The serious thinker of Being and the playful choir boy he once was, the harmony of a romanticized farm life and the alienation of technological existence, the holy ringing of the bells and the death of God: the contrasts repeat the message of insight refused over and again. This is the message Heidegger hears everywhere and tries to unravel. The obfuscations of the good life, the just society, the presence of God – all point to their determinate negations by concealing them; the only hint of Being we have is our forgetfulness of it, as SuZ points out on its first page. The forgetfulness, expression of a refusal, is the very measure of good and evil, of man and world, as He may once have been.

The measure consists in the way the God who remains unknown is manifested by heaven as this unknown. The appearance of God by heaven consists in a covering up, which allows to be seen that which conceals itself, but does not allow it to be seen by trying to tear the concealed out of its concealment, but only allows it to be seen by protecting the concealed in its self-concealing. Thus shines the unknown God as the unknown by the manifestness of heaven. This appearance is the standard by which man measures himself.[18]

Leaving for now the things which reveal forgotten, refusing, self-concealing Being, we will see in the following chapter how Heidegger attempts to break through the appearances of our times to analyze Being-itself as the refusal which gives us our non-worlding world. Perhaps the reversal of perspective will help clarify the fundamental ambiguity in our Heidegger interpretation. We have, that is, repeatedly seen that beings play a role in the creation of Being. At first it seemed as if Being were merely a characteristic of beings as they exist and interact with one another, dialectically creating their own world. But then Heidegger threw in cryptic remarks pointing to a somehow pre-given Being which determines beings and their worlds. The difficulty of interpreting these relationships seemed almost to grow rather than disappear, calling for a new approach, a look at the over-all structure of Heidegger’s ontology in its most mature expression.

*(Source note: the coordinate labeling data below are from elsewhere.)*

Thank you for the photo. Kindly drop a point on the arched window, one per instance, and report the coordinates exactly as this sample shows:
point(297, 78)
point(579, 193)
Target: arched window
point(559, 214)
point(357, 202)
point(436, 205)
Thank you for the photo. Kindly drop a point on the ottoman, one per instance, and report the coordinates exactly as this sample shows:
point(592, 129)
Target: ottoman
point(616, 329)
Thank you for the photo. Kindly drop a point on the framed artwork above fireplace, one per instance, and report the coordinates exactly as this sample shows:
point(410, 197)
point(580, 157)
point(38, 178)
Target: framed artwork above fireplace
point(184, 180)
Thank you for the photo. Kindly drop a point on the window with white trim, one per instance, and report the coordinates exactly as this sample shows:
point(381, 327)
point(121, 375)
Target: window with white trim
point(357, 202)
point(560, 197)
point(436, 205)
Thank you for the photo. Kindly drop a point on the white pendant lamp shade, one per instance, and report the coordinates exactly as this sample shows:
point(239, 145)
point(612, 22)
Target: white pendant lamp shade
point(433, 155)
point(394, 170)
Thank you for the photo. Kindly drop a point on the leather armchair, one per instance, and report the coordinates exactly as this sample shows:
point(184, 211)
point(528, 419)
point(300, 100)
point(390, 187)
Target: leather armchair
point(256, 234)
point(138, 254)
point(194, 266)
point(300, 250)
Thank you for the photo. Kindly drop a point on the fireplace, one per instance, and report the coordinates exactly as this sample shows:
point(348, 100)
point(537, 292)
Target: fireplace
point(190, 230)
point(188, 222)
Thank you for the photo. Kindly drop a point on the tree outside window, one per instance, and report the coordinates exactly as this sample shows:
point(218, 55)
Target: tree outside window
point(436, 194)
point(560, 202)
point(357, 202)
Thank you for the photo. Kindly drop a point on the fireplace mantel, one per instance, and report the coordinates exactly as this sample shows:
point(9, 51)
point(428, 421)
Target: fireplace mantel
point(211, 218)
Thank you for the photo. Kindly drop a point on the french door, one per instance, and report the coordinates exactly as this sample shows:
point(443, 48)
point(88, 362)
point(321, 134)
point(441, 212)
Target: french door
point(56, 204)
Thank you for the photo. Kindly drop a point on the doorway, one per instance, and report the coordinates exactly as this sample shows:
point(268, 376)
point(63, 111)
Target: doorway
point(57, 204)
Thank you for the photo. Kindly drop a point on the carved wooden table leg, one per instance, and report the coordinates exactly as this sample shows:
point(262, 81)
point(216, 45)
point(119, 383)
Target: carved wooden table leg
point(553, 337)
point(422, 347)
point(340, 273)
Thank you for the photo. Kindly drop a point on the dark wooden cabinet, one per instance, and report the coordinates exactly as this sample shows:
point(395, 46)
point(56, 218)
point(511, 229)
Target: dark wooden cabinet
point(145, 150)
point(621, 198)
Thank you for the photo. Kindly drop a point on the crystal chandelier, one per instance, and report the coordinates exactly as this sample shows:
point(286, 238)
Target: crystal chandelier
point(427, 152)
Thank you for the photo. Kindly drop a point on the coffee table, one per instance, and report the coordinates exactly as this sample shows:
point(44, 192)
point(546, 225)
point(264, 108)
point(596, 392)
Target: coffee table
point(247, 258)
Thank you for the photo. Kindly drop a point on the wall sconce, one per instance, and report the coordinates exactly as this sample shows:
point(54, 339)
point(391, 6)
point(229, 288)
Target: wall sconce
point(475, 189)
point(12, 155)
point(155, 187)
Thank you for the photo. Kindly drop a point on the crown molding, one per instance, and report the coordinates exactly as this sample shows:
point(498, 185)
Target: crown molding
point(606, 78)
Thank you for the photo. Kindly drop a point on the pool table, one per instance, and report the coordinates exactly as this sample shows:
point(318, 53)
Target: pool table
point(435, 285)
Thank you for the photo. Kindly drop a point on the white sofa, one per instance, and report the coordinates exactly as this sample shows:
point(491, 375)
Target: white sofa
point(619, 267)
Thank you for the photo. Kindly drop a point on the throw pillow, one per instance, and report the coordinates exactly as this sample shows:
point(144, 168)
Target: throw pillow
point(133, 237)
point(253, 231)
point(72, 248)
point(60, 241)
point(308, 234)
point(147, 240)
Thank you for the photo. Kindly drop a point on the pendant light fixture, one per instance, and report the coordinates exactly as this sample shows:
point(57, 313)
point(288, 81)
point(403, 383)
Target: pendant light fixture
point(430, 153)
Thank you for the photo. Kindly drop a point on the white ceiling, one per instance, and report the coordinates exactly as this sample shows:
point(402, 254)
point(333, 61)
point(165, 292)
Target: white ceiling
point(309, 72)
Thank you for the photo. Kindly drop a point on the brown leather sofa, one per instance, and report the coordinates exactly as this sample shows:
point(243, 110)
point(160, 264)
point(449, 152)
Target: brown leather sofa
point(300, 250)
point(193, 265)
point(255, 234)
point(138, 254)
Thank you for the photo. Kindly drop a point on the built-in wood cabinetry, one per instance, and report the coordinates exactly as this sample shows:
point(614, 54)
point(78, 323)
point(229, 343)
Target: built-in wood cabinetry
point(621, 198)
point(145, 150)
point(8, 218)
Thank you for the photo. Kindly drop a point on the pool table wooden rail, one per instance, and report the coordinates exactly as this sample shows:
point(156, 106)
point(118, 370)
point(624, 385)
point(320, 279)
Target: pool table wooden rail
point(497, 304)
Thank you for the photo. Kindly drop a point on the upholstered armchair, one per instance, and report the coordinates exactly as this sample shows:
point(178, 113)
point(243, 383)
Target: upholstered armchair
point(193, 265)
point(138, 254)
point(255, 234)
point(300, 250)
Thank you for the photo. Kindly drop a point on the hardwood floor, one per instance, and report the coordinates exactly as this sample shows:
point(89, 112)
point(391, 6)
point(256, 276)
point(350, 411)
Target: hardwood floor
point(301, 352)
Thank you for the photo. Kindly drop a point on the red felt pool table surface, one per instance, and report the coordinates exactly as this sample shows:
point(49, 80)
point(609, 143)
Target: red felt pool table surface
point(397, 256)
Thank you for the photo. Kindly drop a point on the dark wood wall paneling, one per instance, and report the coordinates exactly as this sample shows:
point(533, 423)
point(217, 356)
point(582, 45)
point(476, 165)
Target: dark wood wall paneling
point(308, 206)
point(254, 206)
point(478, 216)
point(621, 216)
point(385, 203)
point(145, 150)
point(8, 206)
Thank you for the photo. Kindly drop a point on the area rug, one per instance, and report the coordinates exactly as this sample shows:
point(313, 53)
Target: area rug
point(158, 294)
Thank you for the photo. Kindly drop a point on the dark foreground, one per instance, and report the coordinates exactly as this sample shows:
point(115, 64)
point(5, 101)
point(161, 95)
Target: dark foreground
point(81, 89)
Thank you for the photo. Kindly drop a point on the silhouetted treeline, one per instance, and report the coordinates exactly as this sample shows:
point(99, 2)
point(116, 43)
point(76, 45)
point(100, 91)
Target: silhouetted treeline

[1] Martin Heidegger, Raum und Kunst (St. Gallen: Erker Verlag), 1969), S. 13.

[2] Martin Heidegger, “Bauen Wohnen Denken” (1951) in Vorträge und Aufzätze, Bd II (Tübingen: Neske, 1954), S. 28f.

[3] Martin Heidegger, “Das Ding” (1950), ibid., S. 46.

[4] Ibid., S. 55.

[5] Cf. “The origin of the work of art,” op. cit., S. 50.

[6] Ibid.

[7] Ibid., S. 54f.

[8] Ibid., S. 50.

[9] Ibid., S. 52.

[10] Ibid.

[11] Ibid., S. 53.

[12] Ibid.

[13] Ibid., S. 52.

[14] Ibid., S. 53.

[15] Cf. Zur Sache des Denkens, op. cit., p. 64, S. 70f for Heidegger’s own statement of this.

[16] Martin Heidegger, “Vom Geheimnis des Glockenturms” (1956) in Martin Heidegger zum 80. Geburtstag (Frankfurt: Klostermann, 1969) S. 10.

[17] Martin Heidegger, “Der Feldweg” (1949), ibid., S. 14f.

[18] Martin Heidegger, “Dichterisch Wohnet der Mensch” (1951) in Vorträge und Aufzätze, Bd II (Tübingen: Neske, 1954), S. 71.